Churchill reportedly said that if you aren’t a liberal when young you have no heart, but if you aren’t conservative when older you have no brain. That may be the first reference ever to the youth vote, or something like it. I would suppose it had something to do with the pacifism in British colleges in those days. Churchill saw only the tip of an iceberg. He couldn’t be elected Prime Minister today, just as Reagan couldn’t be elected to the presidency here.

LA replies:

But remember, this message, whatever its substantive content, in this case the need to conform to the views of younger people, is nothing new. The message that the GOP is too conservative and is losing and is pathetic and is worthless and is lost and must accommodate itself to changing times is a constant. No matter how much the times change, this message never changes. Yet somehow the GOP responds to each new iteration of this message as though it were something new. They never say, “You of the liberal media are ALWAYS telling us this. In fact, this is the central focus of your own propaganda efforts: to tell us conservatives that we shouldn’t exist as conservatives and should surrender to you.” They NEVER say this. Instead, they take each new “the GOP is out of date and needs to accommodate itself to changing times” message as though it had never been said before. Yes, they may reject that message, good for them, but they never identify the nature of the message as the liberal mind-controlling propaganda that it is.

Tim W. replies:

Exactly! If it isn’t the youth vote, it’s the black vote, the women’s vote, the Latino vote…..

The GOP is always expected to move to the left.

LA replies:

That’s why I would say to conservatives: don’t bother replying to the particulars of each “You’re out of touch with X and have to move left” message. Instead, put the left on the defensive by identifying the nature of what they are doing with this message.

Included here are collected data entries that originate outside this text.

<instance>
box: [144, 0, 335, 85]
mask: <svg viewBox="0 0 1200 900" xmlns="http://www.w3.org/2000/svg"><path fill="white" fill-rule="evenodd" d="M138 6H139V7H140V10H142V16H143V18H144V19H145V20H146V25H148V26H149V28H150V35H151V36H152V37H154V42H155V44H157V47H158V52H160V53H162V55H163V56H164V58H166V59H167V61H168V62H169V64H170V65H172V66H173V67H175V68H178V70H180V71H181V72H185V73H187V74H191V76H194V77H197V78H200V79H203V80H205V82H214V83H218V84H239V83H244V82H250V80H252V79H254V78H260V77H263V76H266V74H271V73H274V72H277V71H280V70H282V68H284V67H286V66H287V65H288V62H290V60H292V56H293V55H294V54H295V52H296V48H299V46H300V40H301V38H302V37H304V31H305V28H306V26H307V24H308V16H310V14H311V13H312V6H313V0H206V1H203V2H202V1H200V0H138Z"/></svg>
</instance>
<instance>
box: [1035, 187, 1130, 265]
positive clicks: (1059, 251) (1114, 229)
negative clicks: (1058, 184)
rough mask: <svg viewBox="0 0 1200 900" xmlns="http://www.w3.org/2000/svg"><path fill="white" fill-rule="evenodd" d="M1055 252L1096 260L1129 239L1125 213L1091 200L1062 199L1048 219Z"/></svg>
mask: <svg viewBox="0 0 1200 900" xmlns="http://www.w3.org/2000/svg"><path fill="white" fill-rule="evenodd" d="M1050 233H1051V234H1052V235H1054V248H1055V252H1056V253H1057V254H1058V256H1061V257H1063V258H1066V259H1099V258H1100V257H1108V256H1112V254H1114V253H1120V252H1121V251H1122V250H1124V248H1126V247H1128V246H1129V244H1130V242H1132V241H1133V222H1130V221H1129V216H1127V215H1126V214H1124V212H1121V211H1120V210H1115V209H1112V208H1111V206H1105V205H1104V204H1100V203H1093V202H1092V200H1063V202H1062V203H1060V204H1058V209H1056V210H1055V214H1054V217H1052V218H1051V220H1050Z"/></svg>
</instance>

But of course I’m talking to the wind. Republicans have a genetic inability to do the thing I’m talking about. In their competition with liberals they are nominalists, a nominalist being someone who deals with each separate thing as a separate thing, but never identifies the overall category to which those things belong. Thus the Republicans never identify the overall category to which all the liberal attacks on the GOP belong, but respond to each new liberal attack in its own terms, e.g., “It’s not true that we don’t care about Hispanics, we do care about Hispanics,” or, “The liberals are right, we haven’t been doing enough to appeal to Hispanics, we’ve got to try much much harder.” They never identity and attack the liberal message as the liberal message. Thus they move forever in orbit around liberal planet, instead of living on their own planet whence they could attack the liberal planet.

May 20

Ron K. writes:

Tim W wrote: “Churchill reportedly said that if you aren’t a liberal when young you have no heart, but if you aren’t conservative when older you have no brain. That may be the first reference ever to the youth vote … “

Actually, the quote goes back to Francois Guizot (1787-1874), in response, so I’ve read, to an inquisitive Queen Victoria while he was France’s foreign minister.

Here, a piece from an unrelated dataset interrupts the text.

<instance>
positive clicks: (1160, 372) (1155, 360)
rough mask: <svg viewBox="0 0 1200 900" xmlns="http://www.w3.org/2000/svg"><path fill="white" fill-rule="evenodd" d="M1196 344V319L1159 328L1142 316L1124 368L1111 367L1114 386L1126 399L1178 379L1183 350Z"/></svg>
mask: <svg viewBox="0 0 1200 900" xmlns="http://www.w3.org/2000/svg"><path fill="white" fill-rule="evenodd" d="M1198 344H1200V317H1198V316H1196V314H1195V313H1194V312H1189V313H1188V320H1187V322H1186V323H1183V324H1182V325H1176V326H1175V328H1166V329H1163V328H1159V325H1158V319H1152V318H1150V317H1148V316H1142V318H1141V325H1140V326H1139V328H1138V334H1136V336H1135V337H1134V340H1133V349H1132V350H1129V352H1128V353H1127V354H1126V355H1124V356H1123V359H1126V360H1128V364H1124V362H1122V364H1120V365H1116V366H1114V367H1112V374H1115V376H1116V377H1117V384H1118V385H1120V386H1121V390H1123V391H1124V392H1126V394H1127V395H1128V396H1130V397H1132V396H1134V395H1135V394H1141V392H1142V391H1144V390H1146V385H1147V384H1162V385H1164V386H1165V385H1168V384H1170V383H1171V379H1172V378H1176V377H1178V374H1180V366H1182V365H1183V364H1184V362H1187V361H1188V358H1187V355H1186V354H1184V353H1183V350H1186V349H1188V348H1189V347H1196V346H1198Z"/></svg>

“Not to be a republican at 20 is proof of want of heart; to be one at 30 is proof of want of head.”

“Want of head,” or whatever it is in French, is quite interesting, in light of the fact that his father was guillotined when little Francois was seven.

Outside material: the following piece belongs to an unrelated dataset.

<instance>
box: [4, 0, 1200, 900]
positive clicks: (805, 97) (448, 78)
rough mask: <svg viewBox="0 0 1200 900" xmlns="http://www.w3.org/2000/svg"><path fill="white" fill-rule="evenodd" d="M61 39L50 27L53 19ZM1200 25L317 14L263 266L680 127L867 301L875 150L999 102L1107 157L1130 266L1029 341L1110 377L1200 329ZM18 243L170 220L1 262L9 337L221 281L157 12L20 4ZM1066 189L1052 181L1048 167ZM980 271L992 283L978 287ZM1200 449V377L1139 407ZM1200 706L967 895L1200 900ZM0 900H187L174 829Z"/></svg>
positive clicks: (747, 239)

So Guizot predicted the “youth vote” a century before Churchill. Perhaps that’s why he would limit the franchise to men of property.

But Barry Goldwater likely carried the “baby boom” vote in 1964. Those born in the first 10 months of 1946 could vote in only one state that year—Georgia, which Goldwater carried handily. (Had she lived there, the future Laura Bush would have been one day too young to vote.)

A more direct swipe at socialism is this, by Dean Inge:

“What is a socialist? One who has yearnings To share equal profits from unequal earnings.”

Inge also said, “The proper time to influence the character of a child is about a hundred years before he is born.” And a few other neat things VFR readers might appreciate.